In announcing to the Colonists of His Majesty's Province of South Australia, the establishment of the Government, I hereby call upon them to conduct themselves on all occasions with order and quietness, duly to respect the laws, and by a course of industry and sobriety, by the practice of sound morality and a strict observance of the Ordinances of Religion, to prove themselves worthy to be the Founders of a great and free Colony.
It is also, at this time especially, my duty to apprize the Colonists of my resolution, to take every lawful means for extending the same protection to the Native Population as to the rest of His Majesty's Subjects and of my firm determination to punish with exemplary severity, all acts of violence or injustice which may in any manner be practiced or attempted against the Natives who are to be considered as much under the Safeguard of the law as the Colonists themselves, and equally entitled to the privileges of British Subjects. I trust therefore, with confidence to the exercise of moderation and forbearance by all Classes, in their intercourse with the Native Inhabitants, and that they will omit no opportunity of assisting me to fulfil His Majesty's most gracious and benevolent intentions toward them, by promoting their advancement in civilization, and ultimately, under the blessing of Divine Providence, their conversion to the Christian Faith.
By His Excellency's Command,
Glenelg, 28th December 1836.
God Save the King.
The colonising fleet prior to Buffalo consisted of 8 vessels which had first arrived at Nepean Bay on Kangaroo Island before being directed to Holdfast Bay on the mainland. The first vessel to arrive at Nepean Bay was Duke of York on 27 July 1836 which did not proceed to Holdfast Bay but instead set off on a whaling expedition. Africaine was the seventh to arrive at Nepean Bay (4 Nov 1836), discharging settlers at Holdfast Bay on 9 November 1836. Seven of these earlier ships preceded Governor John Hindmarsh on Buffalo to enable preparations in advance of his formal arrival on 28 December.

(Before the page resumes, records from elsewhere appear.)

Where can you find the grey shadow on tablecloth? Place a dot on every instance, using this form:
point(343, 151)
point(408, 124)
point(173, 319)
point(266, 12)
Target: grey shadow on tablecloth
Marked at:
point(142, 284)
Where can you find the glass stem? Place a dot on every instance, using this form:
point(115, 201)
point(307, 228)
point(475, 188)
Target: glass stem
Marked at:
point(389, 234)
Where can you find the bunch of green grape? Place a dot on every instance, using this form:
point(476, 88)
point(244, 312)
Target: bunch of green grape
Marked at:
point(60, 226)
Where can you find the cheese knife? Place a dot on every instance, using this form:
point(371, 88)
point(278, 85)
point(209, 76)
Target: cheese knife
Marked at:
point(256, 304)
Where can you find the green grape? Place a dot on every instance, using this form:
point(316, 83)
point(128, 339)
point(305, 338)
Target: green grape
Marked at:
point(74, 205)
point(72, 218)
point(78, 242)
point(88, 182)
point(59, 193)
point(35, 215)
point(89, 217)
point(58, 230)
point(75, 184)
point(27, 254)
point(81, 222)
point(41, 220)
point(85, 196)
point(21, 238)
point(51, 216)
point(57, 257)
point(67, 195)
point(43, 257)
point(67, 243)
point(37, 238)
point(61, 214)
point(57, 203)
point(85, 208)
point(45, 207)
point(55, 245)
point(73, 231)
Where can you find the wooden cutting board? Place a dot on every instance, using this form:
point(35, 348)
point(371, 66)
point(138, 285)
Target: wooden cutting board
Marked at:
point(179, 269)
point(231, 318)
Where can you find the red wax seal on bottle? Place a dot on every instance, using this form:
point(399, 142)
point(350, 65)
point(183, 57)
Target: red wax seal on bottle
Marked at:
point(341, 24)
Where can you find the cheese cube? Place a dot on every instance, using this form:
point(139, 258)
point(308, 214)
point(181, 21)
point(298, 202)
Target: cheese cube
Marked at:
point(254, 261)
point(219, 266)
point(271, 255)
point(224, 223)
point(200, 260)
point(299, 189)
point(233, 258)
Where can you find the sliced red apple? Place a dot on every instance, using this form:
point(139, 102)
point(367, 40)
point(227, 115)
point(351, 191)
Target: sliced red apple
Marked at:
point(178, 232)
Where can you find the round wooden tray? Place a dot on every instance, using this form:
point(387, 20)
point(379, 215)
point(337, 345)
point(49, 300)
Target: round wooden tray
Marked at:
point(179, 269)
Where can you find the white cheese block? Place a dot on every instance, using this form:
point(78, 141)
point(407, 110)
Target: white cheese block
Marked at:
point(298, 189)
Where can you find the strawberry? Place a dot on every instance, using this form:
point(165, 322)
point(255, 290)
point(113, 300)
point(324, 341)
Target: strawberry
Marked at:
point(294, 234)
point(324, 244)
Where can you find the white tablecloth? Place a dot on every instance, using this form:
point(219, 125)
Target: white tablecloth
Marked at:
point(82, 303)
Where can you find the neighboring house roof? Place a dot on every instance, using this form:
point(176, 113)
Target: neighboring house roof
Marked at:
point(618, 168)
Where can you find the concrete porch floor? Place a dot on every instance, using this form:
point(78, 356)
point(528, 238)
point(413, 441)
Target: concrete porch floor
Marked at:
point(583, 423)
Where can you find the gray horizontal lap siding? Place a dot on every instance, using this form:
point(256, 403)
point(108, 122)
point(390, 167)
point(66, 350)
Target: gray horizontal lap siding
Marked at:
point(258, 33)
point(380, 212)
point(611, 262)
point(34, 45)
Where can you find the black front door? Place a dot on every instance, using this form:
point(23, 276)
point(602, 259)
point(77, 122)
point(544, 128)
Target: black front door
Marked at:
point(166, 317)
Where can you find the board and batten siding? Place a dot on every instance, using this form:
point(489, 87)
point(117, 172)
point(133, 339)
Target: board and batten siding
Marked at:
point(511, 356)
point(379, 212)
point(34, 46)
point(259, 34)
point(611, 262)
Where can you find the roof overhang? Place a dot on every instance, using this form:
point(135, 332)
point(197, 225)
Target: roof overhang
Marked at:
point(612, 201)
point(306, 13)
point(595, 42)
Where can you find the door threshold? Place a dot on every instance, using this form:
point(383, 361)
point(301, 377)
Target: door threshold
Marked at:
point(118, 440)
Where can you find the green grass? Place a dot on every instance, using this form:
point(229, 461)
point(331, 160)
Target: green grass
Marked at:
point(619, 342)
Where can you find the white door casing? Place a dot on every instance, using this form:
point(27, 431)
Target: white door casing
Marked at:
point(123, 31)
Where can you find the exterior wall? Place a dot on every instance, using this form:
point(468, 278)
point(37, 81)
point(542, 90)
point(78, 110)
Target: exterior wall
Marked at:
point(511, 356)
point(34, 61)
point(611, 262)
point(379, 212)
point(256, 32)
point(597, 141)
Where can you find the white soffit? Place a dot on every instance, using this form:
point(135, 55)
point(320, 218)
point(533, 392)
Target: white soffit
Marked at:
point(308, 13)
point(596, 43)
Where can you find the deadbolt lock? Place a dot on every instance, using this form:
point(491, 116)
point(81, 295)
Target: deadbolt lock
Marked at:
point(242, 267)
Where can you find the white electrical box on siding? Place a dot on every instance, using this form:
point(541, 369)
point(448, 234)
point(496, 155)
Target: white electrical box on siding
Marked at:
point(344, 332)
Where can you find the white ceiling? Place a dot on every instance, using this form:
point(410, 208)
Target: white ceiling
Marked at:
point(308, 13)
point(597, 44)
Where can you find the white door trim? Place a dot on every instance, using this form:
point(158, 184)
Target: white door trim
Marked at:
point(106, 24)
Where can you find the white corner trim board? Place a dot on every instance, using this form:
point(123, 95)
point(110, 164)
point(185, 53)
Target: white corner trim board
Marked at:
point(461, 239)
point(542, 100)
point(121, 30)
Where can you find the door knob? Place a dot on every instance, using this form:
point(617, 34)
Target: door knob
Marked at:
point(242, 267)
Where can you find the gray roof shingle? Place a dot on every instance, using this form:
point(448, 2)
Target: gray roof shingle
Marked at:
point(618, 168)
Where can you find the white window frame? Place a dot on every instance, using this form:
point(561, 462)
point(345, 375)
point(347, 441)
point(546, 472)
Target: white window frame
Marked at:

About December 20th 1836, we built a rush hut a short distance from our tents for the better accommodation of part of our family... and in this place (about 12 feet square) the first printing in South Australia was produced.
In 1876 Parliament decreed that the Proclamation Day holiday, a gala occasion when thousands descended on Glenelg, would henceforth be celebrated on 27 December in lieu of the 28th, in order to make a three-day Christmas holiday. H. J Moseley, proprietor of the Glenelg's Pier Hotel, was the first and loudest protester against the move which was rescinded.
The Proclamation Day public holiday is prescribed in the South Australian Holidays Act, 1910. Originally the Act provided that the day was to be observed on the 28th December, except when that day occurred on a Saturday or Sunday, at which times it was to be celebrated on the following Monday. On 4 November 1993, the Holidays Act, 1910 was amended by the Holidays (Proclamation Day, Australia Day and Bank Holidays) Amendment Act 1993, changing the date for observance of the day to the day following the Christmas Day holiday. The change was made primarily as a response to the recommendations of the South Australian Industrial Relations Advisory Council, which had advised that the holiday should be changed to avoid stop/start work patterns, particularly in the retail industry. The change was also said to be consistent with national uniformity arrangements in relation to certain public holidays.
Formal ceremonies involving the most senior current officials and politicians, followed by public celebrations, continue to be held at the still-extant Old Gum Tree at Glenelg North on 28 December, or one day earlier on 27 December in some years.
Proclamation Day was originally a public holiday, but its significance was overshadowed by the celebrations of the Eight Hours Day, which were held on the same day, and by 1919 the public holiday had been replaced by Labour Day.